Ich wusste nicht wieso ich mich mit diesem Ami rumschlug. Was ärgerte ich mich über sein überflüssiges Geschwätz.
So wie oft gab ich seufzend auf. Ich blickte erschöpft und traurig drein. Clyde schien meine Stimmungsschwankung bemerkt zu haben, denn er wurde sofort ernst: „Nala, alles klar?“ Ich blickte in sein besorgtes Gesicht.
Irgendwie war es süß, dass er sich um mich sorgte. Dieses Gefühl jemanden wenigstens ansatzweise wichtig zu sein zauberte mir ein kleines Lächeln auf die Lippen und mir wurde leicht warm ums Herz. „Wenn es dich so sehr ärgert, dann sag ich es nicht mehr,“ meinte Clyde und lächelte sein wunderschönes Lächeln.
Es stand ihm. Auch diese längeren blonden Haare die ihm zum Teil in die Augen fielen, dazu diese strahlenden haselnussbraunen Augen. Man merkte dass er 18 war, wenn auch nicht im Kopf, denn er hatte ein markantes, kantiges Gesicht. Seine perfekten Zähne, die er ohne Scheu jedem zeigen konnte. Er war schlank und gut gebaut. Noch dazu war er groß, ich schätzte ihn um die 1,80 -1,83 m groß. Heute trug er ein gelbes, eng anliegendes T-Shirt mit einem Headphones-Aufdruck, dazu noch eine braune Bermudahose und unpassende Pantoffeln. Das Wetter war heute angenehmer wie in den letzten beiden Tagen.
Ich betrachtete ihn noch kurz und musste feststellen, dass er ein Ami war… ein verdammt gut aussehender Ami… ein absoluter Herzensbrecher…Ich fragte mich ob er nur mit mir sprach weil er hier sonst niemanden kannte oder ob ich als ein Durchschnittsmädel in seinem Interessenfeld lag.
In Gedanken versunken vergaß ich völlig seine Frage zu beantworten und trottete nach einem knappen „Tschüss“ nach Hause und ging rein.
Meine Mutter wollte die Cannaghans heute zum Essen einladen. Daher kochte sie und ich half ihr beim Tisch decken, was nicht so einfach war, da meine Mutter eine Symmetriekrankheit besaß. Nach mehrmaligem Geschimpfe seitens meiner Mutter, war der Tisch irgendwann ´perfekt´ gedeckt. Meine Mutter befahl mir danach mich hübsch anzuziehen. Es kam mir vor, als wäre Weihnachten. Hübscher Tisch, hübsch anzuziehen, Stress pur.

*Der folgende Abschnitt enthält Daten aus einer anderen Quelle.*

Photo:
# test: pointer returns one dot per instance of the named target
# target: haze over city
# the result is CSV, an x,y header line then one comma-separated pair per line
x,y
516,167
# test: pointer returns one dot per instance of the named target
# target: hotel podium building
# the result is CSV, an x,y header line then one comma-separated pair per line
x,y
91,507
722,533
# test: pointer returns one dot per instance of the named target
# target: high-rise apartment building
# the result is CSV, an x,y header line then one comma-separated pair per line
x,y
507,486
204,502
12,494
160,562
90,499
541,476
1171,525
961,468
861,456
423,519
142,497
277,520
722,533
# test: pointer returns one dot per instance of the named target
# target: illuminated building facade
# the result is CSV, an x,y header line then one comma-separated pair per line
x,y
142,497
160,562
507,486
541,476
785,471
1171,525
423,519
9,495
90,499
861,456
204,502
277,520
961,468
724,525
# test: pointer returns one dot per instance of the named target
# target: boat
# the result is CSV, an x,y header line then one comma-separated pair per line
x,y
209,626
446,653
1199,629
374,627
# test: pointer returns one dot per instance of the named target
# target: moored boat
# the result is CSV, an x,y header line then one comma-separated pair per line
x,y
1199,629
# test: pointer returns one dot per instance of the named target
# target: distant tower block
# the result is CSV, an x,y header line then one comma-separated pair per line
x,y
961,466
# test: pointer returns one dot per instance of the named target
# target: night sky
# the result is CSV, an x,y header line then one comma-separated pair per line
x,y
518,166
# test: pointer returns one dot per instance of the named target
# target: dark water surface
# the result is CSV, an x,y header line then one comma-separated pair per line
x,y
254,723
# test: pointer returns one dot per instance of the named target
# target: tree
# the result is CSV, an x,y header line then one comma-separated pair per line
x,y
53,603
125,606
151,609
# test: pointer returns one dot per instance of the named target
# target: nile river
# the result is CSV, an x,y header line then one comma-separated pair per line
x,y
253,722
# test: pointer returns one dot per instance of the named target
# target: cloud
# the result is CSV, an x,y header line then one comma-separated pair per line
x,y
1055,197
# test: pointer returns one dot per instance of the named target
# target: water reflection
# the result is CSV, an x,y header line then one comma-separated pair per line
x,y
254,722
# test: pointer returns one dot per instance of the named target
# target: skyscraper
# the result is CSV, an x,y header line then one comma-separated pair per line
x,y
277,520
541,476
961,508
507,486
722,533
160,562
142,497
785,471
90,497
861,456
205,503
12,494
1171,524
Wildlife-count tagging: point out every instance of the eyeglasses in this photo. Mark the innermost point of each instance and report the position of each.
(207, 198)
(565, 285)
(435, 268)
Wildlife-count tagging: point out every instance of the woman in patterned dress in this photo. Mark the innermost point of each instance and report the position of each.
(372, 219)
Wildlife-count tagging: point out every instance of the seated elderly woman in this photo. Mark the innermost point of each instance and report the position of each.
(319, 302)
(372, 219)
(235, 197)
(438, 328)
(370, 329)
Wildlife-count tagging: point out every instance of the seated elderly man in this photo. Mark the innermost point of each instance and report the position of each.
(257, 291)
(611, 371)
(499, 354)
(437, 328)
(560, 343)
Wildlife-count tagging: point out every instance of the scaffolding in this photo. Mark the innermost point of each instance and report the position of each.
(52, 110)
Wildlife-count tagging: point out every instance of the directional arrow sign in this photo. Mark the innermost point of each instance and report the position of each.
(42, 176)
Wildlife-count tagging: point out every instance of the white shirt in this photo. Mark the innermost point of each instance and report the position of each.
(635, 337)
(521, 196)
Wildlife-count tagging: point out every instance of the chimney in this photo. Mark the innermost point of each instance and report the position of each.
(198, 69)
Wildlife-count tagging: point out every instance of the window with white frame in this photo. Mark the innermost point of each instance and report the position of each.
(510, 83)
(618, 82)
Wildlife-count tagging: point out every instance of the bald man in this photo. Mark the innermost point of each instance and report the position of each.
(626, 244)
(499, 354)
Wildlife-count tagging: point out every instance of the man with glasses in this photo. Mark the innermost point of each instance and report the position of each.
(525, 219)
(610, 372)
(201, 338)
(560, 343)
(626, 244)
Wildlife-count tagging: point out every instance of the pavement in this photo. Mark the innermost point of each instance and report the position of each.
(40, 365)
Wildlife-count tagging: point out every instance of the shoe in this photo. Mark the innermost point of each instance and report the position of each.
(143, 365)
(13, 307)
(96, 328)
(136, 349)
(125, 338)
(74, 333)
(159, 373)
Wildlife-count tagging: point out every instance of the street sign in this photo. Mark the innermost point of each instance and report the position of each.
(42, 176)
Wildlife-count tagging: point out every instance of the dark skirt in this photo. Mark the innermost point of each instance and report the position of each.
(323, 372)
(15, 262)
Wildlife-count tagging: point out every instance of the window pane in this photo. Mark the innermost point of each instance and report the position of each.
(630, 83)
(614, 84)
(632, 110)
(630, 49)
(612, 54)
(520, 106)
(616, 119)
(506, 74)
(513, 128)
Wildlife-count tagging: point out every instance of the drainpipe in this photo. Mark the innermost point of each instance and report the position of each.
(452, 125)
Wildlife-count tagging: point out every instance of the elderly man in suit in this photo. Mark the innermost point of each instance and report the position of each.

Ich hatte das Gefühl, dass meine Mutter diesen ganzen Stress nicht einfach so unternehmen würde. Ich glaube sie stand auf Cyldes Vater. Sie benahm sich so seltsam in seiner Nähe.
Jedoch verwarf ich diesen Gedanken wieder schnell und ging auf mein Zimmer.
Hübsch anziehen?
Meine blaue Röhrenjeans, mit meiner blauen enganliegenden kurzärmeligen Bluse. Obwohl das Wetter heute recht angenehm war ist es jetzt zur Abendstunde doch recht kalt. Daher zog ich mir noch meine weiße Strickjacke drüber. Ein bisschen Make-up, Mascara, die Nägel erneut lackieren… Meine Haare wollte ich aber weiterhin verbunden halten, doch meine Mutter mischte sich erneut ein und forderte mich auf etwas Gescheites daraus zu machen. Aber daraus war nichts zu machen. Dafür müsste ich jetzt in die Dusche und wenn ich ehrlich war hatte ich keine Lust mich allzu sehr aufzubrezeln. Außerdem war die Zeit zu knapp.
Um sechs Uhr klingelte es auch schon pünktlich an der Türe. Ich ging hin um sie auf zu öffnen.